When legal researchers search in online databases for the information they need to solve a legal problem, they need to remember that the algorithms that are returning results to them were designed by humans. The world of legal research is a human-constructed world, and the biases and assumptions the teams of humans that construct the online world bring to the task are imported into the systems we use for research. This article takes a look at what happens when six different teams of humans set out to solve the same problem: how to return results relevant to a searcher’s query in a case database. When comparing the top ten results for the same search entered into the same jurisdictional case database in Casetext, Fastcase, Google Scholar, Lexis Advance, Ravel, and Westlaw, the results are a remarkable testament to the variability of human problem solving. There is hardly any overlap in the cases that appear in the top ten results returned by each database. An average of forty percent of the cases were unique to one database, and only about 7% of the cases were returned in search results in all six databases. It is fair to say that each different set of engineers brought very different biases and assumptions to the creation of each search algorithm. One of the most surprising results was the clustering among the databases in terms of the percentage of relevant results. The oldest database providers, Westlaw and Lexis, had the highest percentages of relevant results, at 67% and 57%, respectively. The newer legal database providers, Fastcase, Google Scholar, Casetext, and Ravel, were also clustered together at a lower relevance rate, returning approximately 40% relevant results.

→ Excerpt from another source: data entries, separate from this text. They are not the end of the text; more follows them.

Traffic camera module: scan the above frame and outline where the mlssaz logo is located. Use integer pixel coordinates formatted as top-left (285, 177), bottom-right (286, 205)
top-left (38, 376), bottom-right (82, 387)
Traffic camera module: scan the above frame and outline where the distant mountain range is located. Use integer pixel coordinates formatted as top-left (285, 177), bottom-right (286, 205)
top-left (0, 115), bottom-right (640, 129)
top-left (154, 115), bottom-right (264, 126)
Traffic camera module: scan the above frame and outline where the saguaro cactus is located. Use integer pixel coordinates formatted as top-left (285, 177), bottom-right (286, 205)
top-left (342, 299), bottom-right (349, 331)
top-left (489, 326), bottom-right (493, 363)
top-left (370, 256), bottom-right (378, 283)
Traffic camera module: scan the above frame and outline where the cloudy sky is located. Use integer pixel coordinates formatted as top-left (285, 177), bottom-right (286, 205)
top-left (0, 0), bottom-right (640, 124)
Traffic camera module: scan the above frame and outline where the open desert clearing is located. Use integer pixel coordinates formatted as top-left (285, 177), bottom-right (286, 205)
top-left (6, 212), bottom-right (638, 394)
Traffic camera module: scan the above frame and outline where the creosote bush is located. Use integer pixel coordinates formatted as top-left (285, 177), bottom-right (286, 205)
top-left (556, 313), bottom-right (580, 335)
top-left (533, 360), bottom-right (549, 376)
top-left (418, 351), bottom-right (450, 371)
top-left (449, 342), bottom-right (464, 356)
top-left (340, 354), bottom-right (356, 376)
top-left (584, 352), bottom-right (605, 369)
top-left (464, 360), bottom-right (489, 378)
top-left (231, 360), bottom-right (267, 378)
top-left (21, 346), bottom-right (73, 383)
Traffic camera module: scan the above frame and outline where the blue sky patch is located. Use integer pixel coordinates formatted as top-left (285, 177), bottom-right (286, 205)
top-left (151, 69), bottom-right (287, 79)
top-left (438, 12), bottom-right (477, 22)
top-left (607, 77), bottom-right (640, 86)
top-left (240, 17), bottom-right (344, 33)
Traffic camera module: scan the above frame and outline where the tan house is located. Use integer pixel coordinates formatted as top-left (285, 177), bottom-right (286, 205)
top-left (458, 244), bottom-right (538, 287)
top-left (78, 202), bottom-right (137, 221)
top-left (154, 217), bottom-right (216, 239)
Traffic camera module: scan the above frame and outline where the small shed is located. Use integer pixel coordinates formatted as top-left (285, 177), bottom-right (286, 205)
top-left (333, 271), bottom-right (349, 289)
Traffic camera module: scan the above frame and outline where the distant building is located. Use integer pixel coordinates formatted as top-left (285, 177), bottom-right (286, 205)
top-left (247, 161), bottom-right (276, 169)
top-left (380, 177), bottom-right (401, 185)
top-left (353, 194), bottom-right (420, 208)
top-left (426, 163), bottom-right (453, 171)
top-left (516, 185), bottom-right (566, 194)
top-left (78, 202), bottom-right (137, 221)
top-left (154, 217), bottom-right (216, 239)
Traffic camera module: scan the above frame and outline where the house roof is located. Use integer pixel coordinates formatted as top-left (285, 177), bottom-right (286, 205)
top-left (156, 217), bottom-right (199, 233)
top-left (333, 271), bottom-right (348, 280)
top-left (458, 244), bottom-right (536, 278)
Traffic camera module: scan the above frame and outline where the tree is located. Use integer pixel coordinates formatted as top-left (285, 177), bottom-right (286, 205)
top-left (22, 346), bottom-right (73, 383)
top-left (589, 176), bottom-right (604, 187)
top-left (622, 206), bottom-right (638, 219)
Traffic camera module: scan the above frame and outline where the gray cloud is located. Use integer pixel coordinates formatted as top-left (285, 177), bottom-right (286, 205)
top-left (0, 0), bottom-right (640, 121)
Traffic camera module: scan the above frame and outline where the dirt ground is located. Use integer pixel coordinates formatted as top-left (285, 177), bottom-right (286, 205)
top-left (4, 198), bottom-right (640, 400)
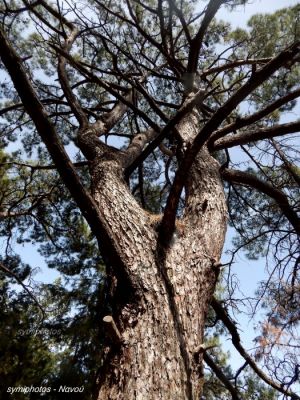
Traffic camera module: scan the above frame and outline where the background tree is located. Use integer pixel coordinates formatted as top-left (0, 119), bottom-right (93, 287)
top-left (0, 0), bottom-right (300, 399)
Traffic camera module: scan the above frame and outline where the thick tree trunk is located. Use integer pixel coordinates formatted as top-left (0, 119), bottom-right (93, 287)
top-left (92, 109), bottom-right (226, 400)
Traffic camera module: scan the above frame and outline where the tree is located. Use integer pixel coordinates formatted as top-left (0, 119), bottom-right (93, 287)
top-left (0, 0), bottom-right (300, 399)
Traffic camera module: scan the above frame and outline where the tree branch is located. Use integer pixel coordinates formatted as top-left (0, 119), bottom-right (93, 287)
top-left (212, 120), bottom-right (300, 150)
top-left (0, 262), bottom-right (45, 319)
top-left (211, 297), bottom-right (300, 400)
top-left (209, 89), bottom-right (300, 148)
top-left (0, 29), bottom-right (138, 287)
top-left (221, 168), bottom-right (300, 235)
top-left (187, 0), bottom-right (224, 86)
top-left (203, 350), bottom-right (241, 400)
top-left (160, 41), bottom-right (300, 242)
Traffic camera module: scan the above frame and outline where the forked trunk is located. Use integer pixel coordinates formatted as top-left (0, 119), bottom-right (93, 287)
top-left (93, 111), bottom-right (226, 400)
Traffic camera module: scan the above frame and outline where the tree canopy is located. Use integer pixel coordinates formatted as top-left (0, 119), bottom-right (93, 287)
top-left (0, 0), bottom-right (300, 400)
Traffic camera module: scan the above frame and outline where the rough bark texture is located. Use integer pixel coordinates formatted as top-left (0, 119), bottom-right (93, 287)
top-left (92, 107), bottom-right (226, 400)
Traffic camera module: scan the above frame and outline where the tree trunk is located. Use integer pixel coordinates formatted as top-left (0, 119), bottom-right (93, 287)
top-left (92, 109), bottom-right (226, 400)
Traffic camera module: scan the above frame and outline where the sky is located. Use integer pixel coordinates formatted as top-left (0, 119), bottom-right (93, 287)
top-left (1, 0), bottom-right (300, 378)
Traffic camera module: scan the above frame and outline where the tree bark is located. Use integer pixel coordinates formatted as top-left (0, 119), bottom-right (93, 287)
top-left (92, 107), bottom-right (227, 400)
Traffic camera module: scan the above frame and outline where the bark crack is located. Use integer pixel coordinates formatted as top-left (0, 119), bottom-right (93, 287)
top-left (156, 241), bottom-right (193, 400)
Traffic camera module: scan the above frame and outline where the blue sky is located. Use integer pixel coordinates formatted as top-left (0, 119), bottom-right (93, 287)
top-left (1, 0), bottom-right (299, 378)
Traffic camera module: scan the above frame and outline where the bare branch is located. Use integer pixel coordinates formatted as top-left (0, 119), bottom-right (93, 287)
top-left (160, 41), bottom-right (300, 242)
top-left (186, 0), bottom-right (224, 90)
top-left (222, 168), bottom-right (300, 235)
top-left (211, 297), bottom-right (300, 400)
top-left (213, 121), bottom-right (300, 150)
top-left (203, 351), bottom-right (241, 400)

Legal research has always been an endeavor that required redundancy in searching; one resource does not usually provide a full answer, just as one search will not provide every necessary result. The study clearly demonstrates that the need for redundancy in searches and resources has not faded with the rise of the algorithm. From the law professor seeking to set up a corpus of cases to study, the trial lawyer seeking that one elusive case, the legal research professor showing students the limitations of algorithms, researchers who want full results will need to mine multiple resources with multiple searches. And more accountability about the nature of the algorithms being deployed would allow all researchers to craft searches that would be optimally successful.